Het onderzoek, waarvoor de vakbond 3.000 werkenden ondervroeg, toont meer zorgwekkende cijfers: 11% van de vrouwen heeft te maken gehad met seksuele intimidatie door de leidinggevende. Dat is extra kwalijk, omdat het om machtsmisbruik gaat. Leidinggevenden zouden juist een veilige werkomgeving moeten bieden. Nu kunnen slachtoffers vaak geen kant op omdat ze bang zijn voor de gevolgen, bijvoorbeeld het verlies van hun baan.
Kleine mkb’ers
Uit het onderzoek blijkt dat er binnen kleine bedrijven meer sprake is van meer seksueel getinte opmerkingen, meer intimidatie via de digitale weg en vaker seksuele intimidatie door de baas. Doordat iedereen elkaar kent, is het lastiger om seksuele intimidatie te bespreken. Daarnaast blijkt dat bijna 80% van de kleine bedrijven geen PSA-beleid of protocol ongewenste omgangsvormen. Er is daardoor vaak ook geen meldpunt of meldprocedure. Gevolg is dat slachtoffers het gevoel hebben dat ze klem zitten.
Wettelijke verplichting
Seksuele intimidatie is net als pesten, discriminatie en agressie een vorm van psychosociale arbeidsbelasting (PSA), factoren die stress op het werk kunnen veroorzaken en waar werknemers letterlijk ziek van kunnen worden. Volgens de wet zijn werkgevers verplicht om PSA in hun bedrijf zoveel mogelijk te voorkomen.

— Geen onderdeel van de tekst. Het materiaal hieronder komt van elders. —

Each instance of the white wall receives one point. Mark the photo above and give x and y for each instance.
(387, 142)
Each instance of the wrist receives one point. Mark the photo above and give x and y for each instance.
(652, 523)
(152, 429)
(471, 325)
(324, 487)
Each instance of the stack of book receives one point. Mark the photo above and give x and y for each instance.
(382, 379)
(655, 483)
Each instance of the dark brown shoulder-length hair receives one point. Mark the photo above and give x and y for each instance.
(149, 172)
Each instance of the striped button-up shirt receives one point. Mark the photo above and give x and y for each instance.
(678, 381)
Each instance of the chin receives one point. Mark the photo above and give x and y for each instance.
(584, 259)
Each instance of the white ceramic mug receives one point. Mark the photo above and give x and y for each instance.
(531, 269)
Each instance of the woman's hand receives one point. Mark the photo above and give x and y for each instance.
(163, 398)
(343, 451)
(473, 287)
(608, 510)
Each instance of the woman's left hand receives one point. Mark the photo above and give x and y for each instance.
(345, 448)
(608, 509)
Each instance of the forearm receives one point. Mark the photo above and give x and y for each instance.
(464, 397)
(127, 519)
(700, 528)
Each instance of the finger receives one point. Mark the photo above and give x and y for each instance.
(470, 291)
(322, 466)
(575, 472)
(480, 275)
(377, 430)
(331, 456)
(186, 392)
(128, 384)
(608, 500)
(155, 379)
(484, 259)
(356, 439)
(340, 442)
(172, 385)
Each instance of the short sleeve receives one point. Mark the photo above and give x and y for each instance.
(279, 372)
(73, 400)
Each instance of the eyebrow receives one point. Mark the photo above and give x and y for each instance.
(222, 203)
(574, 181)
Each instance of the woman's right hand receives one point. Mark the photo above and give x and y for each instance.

PSA-beleid werkt aantoonbaar
En daar wringt de schoen. Het CNV-onderzoek laat zien dat bijna de helft van de bedrijven geen PSA-beleid en/of protocol ongewenste omgangsvormen heeft. Daarbij geldt vaak: hoe kleiner het bedrijf, hoe kleiner de kans dat er minder beleid of protocol er is. Dat terwijl CNV-cijfers laten zien dat het ontwikkelen van beleid op dit gebied aantoonbaar werkt: grotere bedrijven hebben vaker een protocol ongewenste omgangsvormen en kampen minder vaak met seksuele intimidatie.
Drempel verlagen
Slachtoffers van seksuele intimidatie vinden het vaak lastig om hierover te praten. Maar vaak blijkt dat hoe langer de situatie duurt, hoe ernstiger de gevolgen zijn. Maak daarom de drempel om erover te praten zo laag mogelijk. Het beleid psychosociale arbeidsbelasting biedt een goede houvast. Hierin nemen werkgevers onder meer een protocol ongewenste omgangsvormen op, met daarin de afspraken over hoe men binnen het bedrijf omgaat met ongewenst gedrag. Welk gedrag wordt wel en niet geaccepteerd en wat zijn de gevolgen van het gedrag? Deze afspraken scheppen duidelijkheid.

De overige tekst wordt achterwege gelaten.